Босиком шагаю по траве к мостику. Конечно, кислого фрукта не достаточно, чтобы мой организм насытился, говорят, яблоки как раз разгоняют чувство голода, но пойду кушать, когда все покинут кухню.
Деревянная пристройка хрустит под ногами. Подхожу к самому краю, с наслаждением принимая теплый ветер, что осторожно одолевает кожу лица, тормоша ткань моей футболки. Сажусь на краю, одну ногу свесив, чтобы касаться носком поверхности воды, а другую сгибаю, обняв рукой колено. Кусаю яблоко. Поют птицы. Ветви хвойных деревьев шуршат. Трава шелестит. Солнце греет кожу рук, покрытую мелкими родинками. Тишина. Покой. Никаких раздражающих голосов. Прикрываю веки, полностью отдаваясь атмосфере, а сознание пользуется моим расслаблением, поэтому помогает воссоздать приятное воспоминание в голове.
Помню, это было летом. Жарко, душно. Мама приехала, чтобы провести со мной свои выходные. Мне лет пять, не больше. С рождения неясная боязнь воды не давала мне войти в озеро, но за руки с мамой заходила. Девушка много смеялась, ведь визжать я начинала, как резанная, стоит ей отпустить меня.
Она учила меня плавать. Водила вдоль берега, до конца мостика, говоря, что здесь мелко, поэтому я могу чувствовать дно под ногами. И я его чувствовала, но всё равно боялась отпускать её руки. Плавать, конечно, не научилась. Думаю, это потому, что в детстве я считала, что научить меня может только мать. Обычно именно она была инициатором плаваний, а мне оставалось только слушаться, закусив губу, так как была готова на любое времяпровождение, лишь бы с ней. Уверена, все дети в какой-то степени зависят от родителей. Отец говорит, моя зависимость ненормальна, хотя чего он ожидал от ребенка, который видел свою мать раз в год?
«Двигай ножками», — она улыбается, отходя всё дальше от берега, и тащит меня по воде за собой, а я не могу держаться на поверхности, просто не понимаю, как это происходит.
Смотрю в сторону, на то место, чуть дальше конца мостика, где заканчивается мелководье. Резкий спуск вниз, в глубину. Именно там я начинала плакать.
И мать берет меня на руки, прижимая мокрое тело к мокрому. Смеется, ведь правда не понимает, что именно меня так пугает. И её смех детально воспроизводится в сознании, словно я слышу его каждый день, поэтому никак не могу забыть. Она говорит то, что отражается в моей голове, превращаясь в необходимое, значимое до сих пор. То, что мне хочется слышать.
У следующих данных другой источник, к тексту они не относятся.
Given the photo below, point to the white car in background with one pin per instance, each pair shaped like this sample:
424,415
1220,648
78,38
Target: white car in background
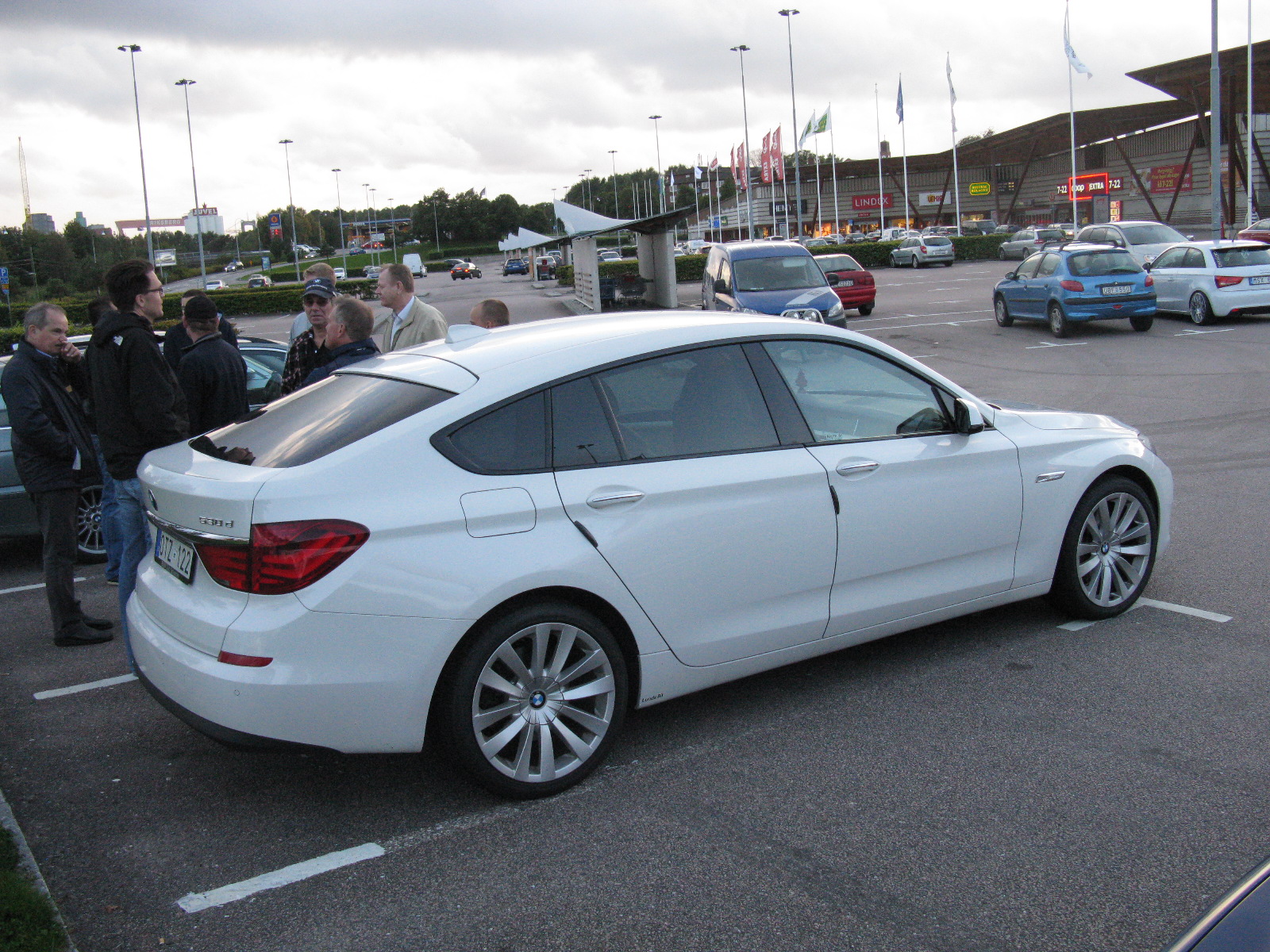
1210,279
657,503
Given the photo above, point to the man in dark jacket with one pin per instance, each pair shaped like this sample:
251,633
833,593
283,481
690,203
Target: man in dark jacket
211,372
52,448
137,404
348,336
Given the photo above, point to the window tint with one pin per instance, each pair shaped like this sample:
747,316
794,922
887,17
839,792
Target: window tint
581,435
704,401
318,420
510,440
849,393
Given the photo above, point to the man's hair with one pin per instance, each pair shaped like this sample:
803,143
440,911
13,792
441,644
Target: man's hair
97,308
127,279
321,271
357,317
495,311
201,313
400,274
37,315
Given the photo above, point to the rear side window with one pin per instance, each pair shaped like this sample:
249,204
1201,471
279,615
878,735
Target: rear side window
318,420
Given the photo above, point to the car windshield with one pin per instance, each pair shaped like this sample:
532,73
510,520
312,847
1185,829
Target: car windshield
1241,257
1151,234
1094,264
778,273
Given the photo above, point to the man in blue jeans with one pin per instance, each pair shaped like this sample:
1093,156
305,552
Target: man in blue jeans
137,404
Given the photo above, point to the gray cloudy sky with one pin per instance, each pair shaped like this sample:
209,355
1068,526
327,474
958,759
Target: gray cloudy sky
518,97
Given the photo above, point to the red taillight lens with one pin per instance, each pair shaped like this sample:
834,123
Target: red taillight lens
283,556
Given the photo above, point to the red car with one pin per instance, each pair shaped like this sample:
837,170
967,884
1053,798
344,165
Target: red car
855,287
1257,232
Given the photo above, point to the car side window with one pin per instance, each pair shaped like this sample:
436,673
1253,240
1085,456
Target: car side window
689,404
848,393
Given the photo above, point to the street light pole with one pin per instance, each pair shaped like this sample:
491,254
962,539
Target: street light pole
291,203
198,219
798,177
133,50
745,111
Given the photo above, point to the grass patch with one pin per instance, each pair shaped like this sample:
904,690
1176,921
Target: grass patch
27,919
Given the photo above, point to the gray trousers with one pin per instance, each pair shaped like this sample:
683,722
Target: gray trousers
56,514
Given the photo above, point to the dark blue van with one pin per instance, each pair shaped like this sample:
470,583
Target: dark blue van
770,277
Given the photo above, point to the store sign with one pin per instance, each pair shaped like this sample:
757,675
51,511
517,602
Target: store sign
864,203
1165,178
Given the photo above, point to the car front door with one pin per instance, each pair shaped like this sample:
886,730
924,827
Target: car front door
929,517
675,467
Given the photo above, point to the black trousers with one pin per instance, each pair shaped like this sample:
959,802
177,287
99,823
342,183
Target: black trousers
56,513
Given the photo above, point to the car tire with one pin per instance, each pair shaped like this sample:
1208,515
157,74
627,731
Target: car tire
1200,309
1102,568
502,704
1001,313
1058,324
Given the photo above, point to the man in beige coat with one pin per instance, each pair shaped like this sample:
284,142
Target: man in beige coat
404,321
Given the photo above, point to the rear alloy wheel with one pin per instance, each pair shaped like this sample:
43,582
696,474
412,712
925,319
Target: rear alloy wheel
1108,551
1058,324
1001,313
1200,310
537,701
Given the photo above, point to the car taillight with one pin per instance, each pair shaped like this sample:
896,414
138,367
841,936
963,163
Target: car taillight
283,556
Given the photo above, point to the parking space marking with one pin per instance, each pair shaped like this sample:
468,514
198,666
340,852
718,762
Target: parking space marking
197,901
29,588
89,685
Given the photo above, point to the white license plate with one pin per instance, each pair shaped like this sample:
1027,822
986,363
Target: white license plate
175,556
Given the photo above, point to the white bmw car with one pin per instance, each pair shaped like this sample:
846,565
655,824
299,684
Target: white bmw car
514,537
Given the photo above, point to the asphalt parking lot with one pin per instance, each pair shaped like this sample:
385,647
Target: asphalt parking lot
1005,781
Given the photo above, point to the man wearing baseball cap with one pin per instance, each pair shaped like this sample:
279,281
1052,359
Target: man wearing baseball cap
309,349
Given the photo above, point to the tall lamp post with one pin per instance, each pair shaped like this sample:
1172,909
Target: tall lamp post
133,50
798,177
198,219
745,112
295,251
340,211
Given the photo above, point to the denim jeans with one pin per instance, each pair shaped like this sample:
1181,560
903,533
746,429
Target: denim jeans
133,545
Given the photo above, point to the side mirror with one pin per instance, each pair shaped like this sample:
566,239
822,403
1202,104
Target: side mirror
968,419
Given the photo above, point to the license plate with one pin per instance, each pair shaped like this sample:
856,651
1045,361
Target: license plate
175,556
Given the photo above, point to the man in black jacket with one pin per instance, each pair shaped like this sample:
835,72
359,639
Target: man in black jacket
52,448
137,404
211,372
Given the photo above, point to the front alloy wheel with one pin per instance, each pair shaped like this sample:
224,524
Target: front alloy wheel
537,701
«Успокойся, я держу тебя», — и смеется, пока я кричу, ножками колотя поверхность воды, а пальцами цепляюсь за её волосы, заставляя поднять себя выше.
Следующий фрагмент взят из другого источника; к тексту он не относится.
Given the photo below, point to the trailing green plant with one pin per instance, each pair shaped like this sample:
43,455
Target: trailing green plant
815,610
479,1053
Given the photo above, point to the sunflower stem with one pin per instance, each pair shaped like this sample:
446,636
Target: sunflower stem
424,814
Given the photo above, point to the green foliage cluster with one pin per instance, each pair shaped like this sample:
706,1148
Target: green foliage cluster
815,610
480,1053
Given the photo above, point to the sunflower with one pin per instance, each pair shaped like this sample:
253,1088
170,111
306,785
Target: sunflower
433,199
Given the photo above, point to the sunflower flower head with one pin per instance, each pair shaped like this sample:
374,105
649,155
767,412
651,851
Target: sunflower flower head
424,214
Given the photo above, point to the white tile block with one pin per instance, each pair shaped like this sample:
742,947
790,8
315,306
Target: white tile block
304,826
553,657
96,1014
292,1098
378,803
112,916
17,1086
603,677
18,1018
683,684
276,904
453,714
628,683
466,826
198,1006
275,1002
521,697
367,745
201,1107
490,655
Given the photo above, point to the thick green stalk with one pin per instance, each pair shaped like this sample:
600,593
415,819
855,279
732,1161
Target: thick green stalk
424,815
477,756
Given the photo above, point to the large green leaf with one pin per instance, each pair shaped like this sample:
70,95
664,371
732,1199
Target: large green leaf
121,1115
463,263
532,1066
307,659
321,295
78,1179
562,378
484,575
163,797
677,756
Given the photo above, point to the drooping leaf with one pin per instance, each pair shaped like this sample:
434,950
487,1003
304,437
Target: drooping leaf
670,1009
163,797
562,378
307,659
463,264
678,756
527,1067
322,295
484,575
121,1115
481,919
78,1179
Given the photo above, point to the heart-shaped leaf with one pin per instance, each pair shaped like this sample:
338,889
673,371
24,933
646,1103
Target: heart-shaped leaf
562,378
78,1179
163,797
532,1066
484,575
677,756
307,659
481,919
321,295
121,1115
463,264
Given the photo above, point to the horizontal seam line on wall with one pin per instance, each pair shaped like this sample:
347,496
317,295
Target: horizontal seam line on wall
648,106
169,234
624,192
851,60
Хмурое лицо. Даже не выражающее злость, скорее, я рассержена. Наблюдаю, как поверхность озера спокойно вибрирует от скачущих водных жучков. Тишина. Носком ноги оставляю круги, мое отражение искажается. Со стороны дома всё еще слышен голос отца и громкий смех Лиллиан.
Пухлой щекой прижимаюсь к колену, продолжая давить стопой на воду.